An Augusta accounting firm intends to launch an audit next month of Columbia County hotels not initially included in a previous audit.
Serotta, Maddocks, Evans & Co. partner Rick Evans told members of the county Audit Committee during a Tuesday meeting that “two or three” hotels were missed in an audit conducted this year and accountants intend to track down and look at those financial records.
The previous audit of responsive hotels led to the creation of a new form disseminated to area hotel and motel executives during the summer. Officials hope the form puts an end to taxes being paid improperly.
In that initial audit, accountants discovered that most of the county’s eight hotels improperly paid lodging taxes for four months of the 2009-10 fiscal year.
Hawthorne Suites, Motel 6 of Augusta, Howard Johnson, Best Western and Georgia Inn underpaid on taxes by a collective total of nearly $917 during the four months considered by auditors. America’s Best Suites and Econo Lodge overpaid by about $1,100.

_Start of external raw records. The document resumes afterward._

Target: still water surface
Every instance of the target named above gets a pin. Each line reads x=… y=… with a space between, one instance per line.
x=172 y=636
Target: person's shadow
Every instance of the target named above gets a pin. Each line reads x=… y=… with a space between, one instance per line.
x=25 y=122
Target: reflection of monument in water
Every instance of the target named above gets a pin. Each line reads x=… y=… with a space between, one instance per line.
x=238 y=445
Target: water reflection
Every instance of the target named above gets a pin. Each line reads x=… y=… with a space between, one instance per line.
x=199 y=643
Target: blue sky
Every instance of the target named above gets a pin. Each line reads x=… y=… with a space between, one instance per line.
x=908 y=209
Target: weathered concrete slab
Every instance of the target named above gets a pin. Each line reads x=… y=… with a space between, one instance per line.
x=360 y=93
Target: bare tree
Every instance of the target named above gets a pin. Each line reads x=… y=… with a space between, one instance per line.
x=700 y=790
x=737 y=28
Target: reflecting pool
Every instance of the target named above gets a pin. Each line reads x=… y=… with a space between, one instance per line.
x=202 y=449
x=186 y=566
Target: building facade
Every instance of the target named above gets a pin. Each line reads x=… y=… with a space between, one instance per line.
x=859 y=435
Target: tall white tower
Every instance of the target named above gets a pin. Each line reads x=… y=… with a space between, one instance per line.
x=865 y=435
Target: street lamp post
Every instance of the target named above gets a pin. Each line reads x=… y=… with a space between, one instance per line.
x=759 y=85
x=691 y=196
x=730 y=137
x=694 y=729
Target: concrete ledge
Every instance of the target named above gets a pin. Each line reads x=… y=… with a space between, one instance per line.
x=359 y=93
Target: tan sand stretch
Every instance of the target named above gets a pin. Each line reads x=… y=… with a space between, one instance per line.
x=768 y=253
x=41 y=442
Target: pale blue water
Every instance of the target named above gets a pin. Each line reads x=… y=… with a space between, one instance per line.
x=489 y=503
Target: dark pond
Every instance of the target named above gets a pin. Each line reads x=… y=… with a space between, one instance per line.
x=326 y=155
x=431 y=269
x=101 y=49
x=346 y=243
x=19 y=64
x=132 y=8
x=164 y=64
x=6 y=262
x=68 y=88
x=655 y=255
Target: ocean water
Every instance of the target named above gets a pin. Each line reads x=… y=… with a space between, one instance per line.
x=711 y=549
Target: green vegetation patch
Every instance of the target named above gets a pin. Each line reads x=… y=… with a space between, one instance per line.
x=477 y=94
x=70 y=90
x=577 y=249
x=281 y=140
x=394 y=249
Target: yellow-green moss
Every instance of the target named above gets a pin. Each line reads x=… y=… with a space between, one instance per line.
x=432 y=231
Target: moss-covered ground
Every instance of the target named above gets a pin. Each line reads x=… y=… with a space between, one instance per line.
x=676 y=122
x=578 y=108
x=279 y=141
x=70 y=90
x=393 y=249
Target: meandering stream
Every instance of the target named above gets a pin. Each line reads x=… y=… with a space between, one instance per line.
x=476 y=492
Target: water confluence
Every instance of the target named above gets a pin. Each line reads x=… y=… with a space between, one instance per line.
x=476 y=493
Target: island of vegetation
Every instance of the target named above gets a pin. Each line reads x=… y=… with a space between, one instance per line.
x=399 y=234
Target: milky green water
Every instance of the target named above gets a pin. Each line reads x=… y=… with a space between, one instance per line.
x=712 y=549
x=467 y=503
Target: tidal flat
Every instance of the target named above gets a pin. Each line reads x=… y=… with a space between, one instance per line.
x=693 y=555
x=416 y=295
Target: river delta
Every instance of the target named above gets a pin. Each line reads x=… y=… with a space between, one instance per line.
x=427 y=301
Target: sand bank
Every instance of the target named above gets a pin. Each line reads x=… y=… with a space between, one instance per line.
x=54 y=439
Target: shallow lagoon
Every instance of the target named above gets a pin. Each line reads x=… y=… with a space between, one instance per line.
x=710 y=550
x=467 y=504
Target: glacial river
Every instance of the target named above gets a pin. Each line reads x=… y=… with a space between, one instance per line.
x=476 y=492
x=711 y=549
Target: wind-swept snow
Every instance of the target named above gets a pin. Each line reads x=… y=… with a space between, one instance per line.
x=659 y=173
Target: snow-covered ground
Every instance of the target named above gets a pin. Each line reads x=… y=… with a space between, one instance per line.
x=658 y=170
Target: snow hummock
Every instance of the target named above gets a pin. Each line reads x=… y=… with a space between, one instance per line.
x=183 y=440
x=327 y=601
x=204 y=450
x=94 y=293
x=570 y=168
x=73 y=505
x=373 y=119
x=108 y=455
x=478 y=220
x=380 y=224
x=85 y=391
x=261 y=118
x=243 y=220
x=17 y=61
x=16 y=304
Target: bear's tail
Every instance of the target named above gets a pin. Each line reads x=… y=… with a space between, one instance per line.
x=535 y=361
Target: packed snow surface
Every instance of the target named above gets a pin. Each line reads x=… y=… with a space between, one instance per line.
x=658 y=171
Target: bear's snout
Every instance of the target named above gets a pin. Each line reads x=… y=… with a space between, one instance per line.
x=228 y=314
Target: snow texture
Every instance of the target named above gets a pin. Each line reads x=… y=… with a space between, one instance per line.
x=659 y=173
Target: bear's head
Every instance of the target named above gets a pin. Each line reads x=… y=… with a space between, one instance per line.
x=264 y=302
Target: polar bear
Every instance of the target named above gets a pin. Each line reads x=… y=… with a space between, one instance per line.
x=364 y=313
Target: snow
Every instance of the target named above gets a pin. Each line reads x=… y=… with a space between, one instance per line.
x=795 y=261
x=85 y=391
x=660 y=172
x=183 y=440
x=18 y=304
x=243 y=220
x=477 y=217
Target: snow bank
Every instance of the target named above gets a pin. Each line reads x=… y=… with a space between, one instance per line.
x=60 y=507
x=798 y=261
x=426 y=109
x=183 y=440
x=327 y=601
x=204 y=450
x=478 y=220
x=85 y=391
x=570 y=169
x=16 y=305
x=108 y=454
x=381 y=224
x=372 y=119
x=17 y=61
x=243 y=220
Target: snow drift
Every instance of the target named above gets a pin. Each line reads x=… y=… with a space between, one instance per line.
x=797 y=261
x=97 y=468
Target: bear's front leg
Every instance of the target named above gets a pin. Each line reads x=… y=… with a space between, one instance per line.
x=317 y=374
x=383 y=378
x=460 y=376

Auditors and county finance officials believe the incorrect payments stemmed from confusion among hotel executives on what state entity received which payment and when lodging-tax exemptions kicked in for hotel guests.
Guests are charged a 5 percent lodging tax for the county and a 7 percent sales tax for the state. Evans said he believes many managers confused the destination of those payments. In other instances, Evans believes some hotels wrongly believed that guests earned tax exemptions for stays of longer than 10 continuous days, when those exemptions don’t start until after a 30-day stay.
To alleviate the confusion, county Financial Services Director Leanne Reece sent those hotels a new payment form that includes step-by-step instructions on how to calculate the taxes owed.
“We hopefully have made this much, much clearer,” Reece said of the new form. “We put at the very top that there is a 5 percent excise tax on rooms, lodgings and accommodations, so they can’t confuse it with the 7 percent sales tax.”
Initial consideration, though, to recover lost funds from underpaying hotels has been abandoned, Reece said.
“I think we’re going to let that go for now and just try to fix the system,” she said.
Reece said she’d like to initiate another audit at some point to check on the success of the new form.
In the meantime, Evans said, his firm will conduct spot checks of the hotels upon request.
“If (county officials) feel like a particular operator wasn’t reporting timely or properly, the county has the right to go in and audit at any time,” he said.